Title: In Dead Waters
Author: Persephone_Kore
Summary: Calypso comes to Will Turner on the Flying Dutchman.
Warnings: Sexual frustration?
Notes: I keep thinking I've posted this before, but I can't find it.
Will awoke halfway, to a sound of breath, which he mistook at first for the long sigh of wind over wave, and the smell of mud. Low tide.
Mud? He was in the middle of the ocean.
A salt-mud breeze touched his cheek in the closed cabin, and he woke fully all at once, opening his eyes.
"Hello, William Turner."
It took a long moment before his eyes could pick the dark face out of dark shadows, but the voice and breath were enough. The touch of fingernails on his scarred chest was more than enough. "Calypso," he said.
"Yeeeeesss." She appeared to grow larger; he thought she probably did. She loomed over him, the mud-smell fading and the scent of the deep ocean coming off her, the storm and deep water of the maelstrom. "You are an interesting man, William Turner."
"Am I." The nails against scar tissue itched lightly. He picked up her hand, finding it larger than his own but not by much, and then wasn't sure what to do with it. After a moment's thought he shifted his grip, shook the hand politely, and sat up as he let it go. He slept with his sword beside him, but he didn't think it would do much good here.
Calypso laughed in Tia Dalma's voice. "Very interesting."
"Thank you."
"I t'ink I might favor you," she said, and she suddenly was much closer. "I see you do your duty."
Will leaned back cautiously. Tia Dalma had smelled of any number of odd and offputting things; at least, William Turner did not find semi-preserved eyeballs and inquisitive serpents to be especially conducive to attraction. He tried picturing Elizabeth turning up festooned in eyeballs, as he really wasn't sure he could rule this out given the whole Pirate King situation, and decided that perhaps he would ask her to take them off. They'd just get squished otherwise.

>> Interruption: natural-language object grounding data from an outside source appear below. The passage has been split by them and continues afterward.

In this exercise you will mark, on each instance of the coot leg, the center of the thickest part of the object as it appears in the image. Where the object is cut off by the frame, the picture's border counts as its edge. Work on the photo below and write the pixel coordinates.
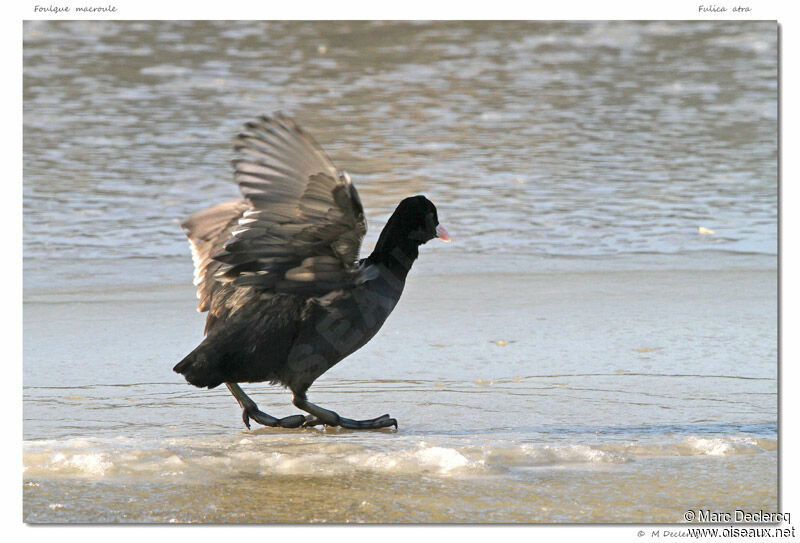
(250, 411)
(331, 418)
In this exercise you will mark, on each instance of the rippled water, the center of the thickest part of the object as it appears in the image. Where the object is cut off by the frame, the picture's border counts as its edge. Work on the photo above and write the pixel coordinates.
(582, 352)
(535, 140)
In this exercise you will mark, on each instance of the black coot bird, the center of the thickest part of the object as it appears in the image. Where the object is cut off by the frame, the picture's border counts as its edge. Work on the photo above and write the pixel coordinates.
(280, 276)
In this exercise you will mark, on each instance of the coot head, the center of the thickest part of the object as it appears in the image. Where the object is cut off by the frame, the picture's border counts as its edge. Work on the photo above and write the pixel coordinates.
(416, 217)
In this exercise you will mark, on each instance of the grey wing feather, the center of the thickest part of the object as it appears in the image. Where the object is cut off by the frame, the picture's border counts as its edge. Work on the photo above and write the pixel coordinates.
(208, 231)
(303, 228)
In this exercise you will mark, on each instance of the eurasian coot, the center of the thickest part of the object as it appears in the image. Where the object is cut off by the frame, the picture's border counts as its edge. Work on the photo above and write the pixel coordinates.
(280, 276)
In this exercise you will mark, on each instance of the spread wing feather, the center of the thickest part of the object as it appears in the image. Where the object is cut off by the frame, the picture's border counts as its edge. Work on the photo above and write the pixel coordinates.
(299, 228)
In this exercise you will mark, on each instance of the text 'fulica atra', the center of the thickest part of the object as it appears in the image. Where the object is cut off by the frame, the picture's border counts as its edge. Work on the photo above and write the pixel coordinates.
(280, 276)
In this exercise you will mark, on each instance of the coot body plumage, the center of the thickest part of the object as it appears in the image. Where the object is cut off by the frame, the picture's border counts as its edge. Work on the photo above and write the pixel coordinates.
(280, 276)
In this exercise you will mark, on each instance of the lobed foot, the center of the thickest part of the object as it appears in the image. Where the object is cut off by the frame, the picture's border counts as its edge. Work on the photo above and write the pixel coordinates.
(331, 418)
(292, 421)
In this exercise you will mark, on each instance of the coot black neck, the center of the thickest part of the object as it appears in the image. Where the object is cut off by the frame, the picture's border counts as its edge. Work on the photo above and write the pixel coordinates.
(395, 253)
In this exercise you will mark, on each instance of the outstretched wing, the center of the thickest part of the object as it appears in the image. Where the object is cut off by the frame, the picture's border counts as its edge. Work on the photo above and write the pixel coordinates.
(208, 230)
(303, 228)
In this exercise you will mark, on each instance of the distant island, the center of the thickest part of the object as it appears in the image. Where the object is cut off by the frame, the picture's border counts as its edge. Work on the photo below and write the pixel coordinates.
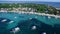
(30, 7)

Calypso did not smell of anything offputting. At the moment she didn't even smell of mud or fish, much less snakes and eyeballs or human sweat. The cool breeze was gone, the cabin air hot and motionless like that of the tropical doldrums. He had just picked up the passengers and crew of a becalmed ship there, a few days ago. He was sweating. Elizabeth would be sweating.
Calypso didn't smell human at all. Moisture dripped off her as she leaned over him -- ah, leaning back hadn't been the best strategy -- and a drop landed on his lips. Salt, but not sweat. Seawater.
Her mouth followed it down like a lightning-strike, and a thunderclap somewhere rattled his skull. For a moment nothing existed but the heat and wet tongue, a rounded softness brushing against his chest, and blinding power that called his blood up like the moon called the rising tide.
Then he swallowed convulsively and pushed his arm between them. She was immovable at first, then jolted backward, laughing at him. "Some men," she said, "call my favors legendary."
"I'm sure they do," Will said, wiping his mouth on his arm before he quite remembered it was rude. "But with all due respect, madam, I am married."
"To a mortal."
"To the woman I love." He gasped as the stifling air returned to normal.
"And will you wait for her, William Turner?" She rose onto her knees on the thin mattress and leaned down again to plant her hands on either side of his hips. "Wait ten long year, alone?"
"Alone, no," he said. "But without taking another woman to my bed." He paused, nose to nose with her and eyes very slightly crossed. "Please get off my bed."
He blinked, and she was sitting on a stool. "Thank you," he added. "I understand that monogamy is not one of your legendary points."
"You," Calypso said, "have been talking to Davy Jones."
Will tilted his head slightly in acknowledgement. "A bit. Here and there. That is how I learned his part in your imprisonment."
"Did he tell you, I made him immortal?" Her eyes glittered. "Did he tell you, William Turner, that I would have had that man for all the time there is? If he had not turned away, from his work, from its gift, from me!"
Will blinked. "I... really wasn't under the impression you were planning to continue the relationship."
"Not continue!"
"He said that you didn't return to him."
The Dutchman was rocking, rocking in the wind and wave. Will wondered if his father would have taken down sail. "I visited him," she said. "On these waters. On the waters of the waking world."
"But not on shore."
"Then, I would have lost him." She spread a net of seaweed between her fingers. It looked as if she'd been playing cat's-cradle. "I s'pose," she said at last, "I still did."
"He seemed to think you had found some other lover."
"Many of them!" She stood, her head brushing the ceiling. "I am the sea, William Turner. I am every sailor's love, that calls him away from home. What does it matter?"
"Only that he seems to have thought you abandoned him."
She shook her head slowly. "He did not understand." Her eyes were dark when she looked at him. "He spurned the favors of Calypso." She smiled again. "Will you do the same, William Turner?"
"I have no wish to insult you, madam," Will said quietly, "but I will wait for Elizabeth."
"Hmp," she said, but Calypso was smiling, even as she faded away like a wave stretching out in deep water.